Regression Project - Estimating Zillow Property Prices
Jerry Nolf - Codeup - Innis Cohort - March 2022
The goal of this project is to identify key drivers that will help to estimate property prices based on available Zillow data. With drivers identified, a model will be built in order to predict the tax value of single family properties purchased in 2017. In the end, the following deliverables will be available:
- This README file - provides an overview of the project and steps for project reproduction.
- Draft Jupyter Notebook - provides all steps taken to produce the project.
- acquire.py - used to acquire data
- prepare.py - used to prepare data
- Report Jupyter Notebook - provides final presentation-ready assessment and recommendations.
This project will begin by acquiring the appropriate data from databases on the mySQL server. The data will then be prepared for exploration by dropping null entries and removing outliers so that the data is usable for a machine learning regression model. After the data is prepared that exploration phase will allow us to dive deeper and identify key drivers of tax value. This exploration will provide more knowledge of the data and initial question.
- What county has the highest tax values?
- Does house square footage affect tax value?
- Does number of bedrooms affect tax value?
- Does number of bathrooms affect tax value?
The final DataFrame used to explore the data for this project contains the following variables (columns). The variables, along with their data types, are defined below:
Column_Name | Description | Type |
---|---|---|
bathrooms | Number of bathrooms | float |
bedrooms | Number of bedrooms | int64 |
sqft | Calculated total finished living area in square feet | int64 |
lot_sqft | Area of the lot in square feet | int64 |
tax_value | The total tax assessed value of the parcel | int64 |
county | The county in which the property is located | object |
The following outlines the process taken through the Data Science Pipeline to complete this project.

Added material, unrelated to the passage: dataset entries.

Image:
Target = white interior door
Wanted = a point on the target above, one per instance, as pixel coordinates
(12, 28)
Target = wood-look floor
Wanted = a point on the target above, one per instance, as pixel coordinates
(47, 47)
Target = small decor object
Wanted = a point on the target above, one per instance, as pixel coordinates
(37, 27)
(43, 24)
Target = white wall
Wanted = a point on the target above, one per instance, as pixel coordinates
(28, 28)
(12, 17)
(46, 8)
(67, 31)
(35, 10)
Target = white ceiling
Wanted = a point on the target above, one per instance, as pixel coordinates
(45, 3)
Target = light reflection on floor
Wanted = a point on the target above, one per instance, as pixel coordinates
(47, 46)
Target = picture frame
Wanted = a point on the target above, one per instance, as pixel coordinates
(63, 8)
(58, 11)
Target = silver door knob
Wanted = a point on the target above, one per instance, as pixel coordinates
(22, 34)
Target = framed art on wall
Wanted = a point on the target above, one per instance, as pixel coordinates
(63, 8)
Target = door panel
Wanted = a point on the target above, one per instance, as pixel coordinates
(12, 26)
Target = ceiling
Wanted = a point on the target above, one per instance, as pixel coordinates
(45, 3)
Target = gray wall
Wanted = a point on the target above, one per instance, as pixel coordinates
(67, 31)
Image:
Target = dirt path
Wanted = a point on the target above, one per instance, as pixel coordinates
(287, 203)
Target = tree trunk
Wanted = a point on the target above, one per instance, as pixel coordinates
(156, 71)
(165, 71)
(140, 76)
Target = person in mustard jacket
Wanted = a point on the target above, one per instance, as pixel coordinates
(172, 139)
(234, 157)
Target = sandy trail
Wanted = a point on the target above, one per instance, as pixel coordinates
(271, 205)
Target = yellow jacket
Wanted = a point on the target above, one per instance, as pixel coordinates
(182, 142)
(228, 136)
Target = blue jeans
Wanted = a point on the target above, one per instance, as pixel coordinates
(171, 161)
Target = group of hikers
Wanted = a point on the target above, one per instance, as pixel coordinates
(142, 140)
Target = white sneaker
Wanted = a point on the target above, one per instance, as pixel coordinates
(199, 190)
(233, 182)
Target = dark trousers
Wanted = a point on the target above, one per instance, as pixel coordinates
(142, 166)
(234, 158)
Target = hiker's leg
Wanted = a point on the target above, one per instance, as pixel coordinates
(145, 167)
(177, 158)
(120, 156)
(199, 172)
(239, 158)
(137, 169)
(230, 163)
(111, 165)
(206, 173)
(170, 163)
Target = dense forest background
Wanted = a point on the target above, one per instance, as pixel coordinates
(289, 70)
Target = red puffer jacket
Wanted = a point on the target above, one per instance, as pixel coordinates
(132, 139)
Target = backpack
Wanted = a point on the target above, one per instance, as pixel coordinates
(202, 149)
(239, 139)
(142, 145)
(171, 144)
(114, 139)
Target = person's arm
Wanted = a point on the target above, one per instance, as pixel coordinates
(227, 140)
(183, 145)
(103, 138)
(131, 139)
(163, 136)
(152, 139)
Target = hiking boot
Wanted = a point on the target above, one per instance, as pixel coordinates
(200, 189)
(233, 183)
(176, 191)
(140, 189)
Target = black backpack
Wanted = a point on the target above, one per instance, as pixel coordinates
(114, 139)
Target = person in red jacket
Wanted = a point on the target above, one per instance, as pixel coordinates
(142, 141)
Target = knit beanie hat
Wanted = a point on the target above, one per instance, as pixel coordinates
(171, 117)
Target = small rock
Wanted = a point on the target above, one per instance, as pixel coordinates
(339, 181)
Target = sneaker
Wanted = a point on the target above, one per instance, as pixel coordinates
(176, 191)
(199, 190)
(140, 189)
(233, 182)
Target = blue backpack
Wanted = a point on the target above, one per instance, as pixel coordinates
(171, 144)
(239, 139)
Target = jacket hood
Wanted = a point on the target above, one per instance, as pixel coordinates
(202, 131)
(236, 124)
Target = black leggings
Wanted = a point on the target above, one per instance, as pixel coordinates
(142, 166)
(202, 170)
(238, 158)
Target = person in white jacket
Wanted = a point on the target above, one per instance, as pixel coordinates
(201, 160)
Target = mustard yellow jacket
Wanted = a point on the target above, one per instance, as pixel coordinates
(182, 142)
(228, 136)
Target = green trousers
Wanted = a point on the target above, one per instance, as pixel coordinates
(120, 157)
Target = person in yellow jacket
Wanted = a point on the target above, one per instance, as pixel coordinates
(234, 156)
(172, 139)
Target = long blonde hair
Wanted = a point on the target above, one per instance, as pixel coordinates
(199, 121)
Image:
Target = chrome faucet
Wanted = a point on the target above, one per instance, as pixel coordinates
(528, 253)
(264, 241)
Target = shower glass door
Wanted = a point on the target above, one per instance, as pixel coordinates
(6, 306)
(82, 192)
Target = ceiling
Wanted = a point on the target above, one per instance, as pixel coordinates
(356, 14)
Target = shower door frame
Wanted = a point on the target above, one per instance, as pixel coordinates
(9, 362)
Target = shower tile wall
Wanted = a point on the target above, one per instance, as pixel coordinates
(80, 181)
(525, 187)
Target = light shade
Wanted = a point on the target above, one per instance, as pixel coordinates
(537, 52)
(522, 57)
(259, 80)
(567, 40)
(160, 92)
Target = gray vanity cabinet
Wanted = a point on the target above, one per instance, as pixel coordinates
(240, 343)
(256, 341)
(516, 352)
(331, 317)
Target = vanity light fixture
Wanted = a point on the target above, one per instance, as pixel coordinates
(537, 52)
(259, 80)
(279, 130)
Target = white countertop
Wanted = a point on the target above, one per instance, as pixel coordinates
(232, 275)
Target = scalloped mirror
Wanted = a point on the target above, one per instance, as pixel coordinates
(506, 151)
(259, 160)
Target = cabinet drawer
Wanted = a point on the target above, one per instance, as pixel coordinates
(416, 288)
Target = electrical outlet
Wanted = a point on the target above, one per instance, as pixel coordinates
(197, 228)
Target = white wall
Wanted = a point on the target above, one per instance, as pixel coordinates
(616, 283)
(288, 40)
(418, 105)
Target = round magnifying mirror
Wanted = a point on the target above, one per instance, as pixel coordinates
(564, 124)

Plan ➜ Acquire ➜ Prepare ➜ Explore ➜ Model & Evaluate ➜ Deliver
- Define the project goal
- Determine proper format for the audience
- Asked questions that would lead to final goal
- Define an MVP
- Create a function to pull appropriate information from the zillow database
- Create and save an acquire.py file and made it available to import
- Ensure all data types are usable
- Rename columns to improve readability
- Rename entries to a more informative names
- Add a function that splits the acquired data into Train, Validate, and Test sets
- 20% is originally pulled out in order to test in the end
- From the remaining 80%, 30% is pullout out to validate training
- The remaining data is used as testing data
- In the end, there should be a 56% Train, 24% Validate, and 20% Test split
- Create a prepare.py file with functions that will quickly process the above actions
- Create an exploratory workbook
- Create initial questions to help explore the data further
- Make visualizations to help identify and understand key drivers
- Use stats testing on established hypotheses
- Use models to evaluate true drivers of assessed tax value
- Create a baseline
- Make predictions of models and what they say about the data
- Compare all models to evaluate the best for use
- Use the best performing model on the test (unseen data) sample
- Compare the modeled test versus the baseline
- Present a final Jupyter Notebook
- Make modules used and project files available on Github
-
Have your env file with proper credentials saved to the working directory
-
Ensure that a .gitignore is properly made in order to keep privileged information private
-
Clone repo from github to ensure availability of the acquire and prepare imports
-
Ensure pandas, numpy, matplotlib, scipy, sklearn, and seaborn are available
-
Follow steps outline in this README.md to run Final_Zillow_Report.ipynb
The goals of this project were to identify key drivers of tax value for single residential purchased during 2017. These key drivers were found to be the following:
- House Square Footage
- Number of Bedrooms
- Number of Bathrooms
Using these drivers, along with lot square footage, we're able to build a model that is expected to perform with an RMSE of $208,423 on unseen data.
-
Number of bedrooms and bathrooms along with house and lot square footage can be used to help improve the performance of a machine learning regression model.
-
While our model does work to improve on our baseline, higher quality data is needed in order to fine-tune our model. Our new model used data that had to drop 19,800 rows in order to had true usable data.
With more time, I would like to:
- Work on more feature engineering and explore relationship of categories to tax value further.
- Gather more adequate and complete data that will allow for a clearer picture and the possibility for a more refined and detailed model.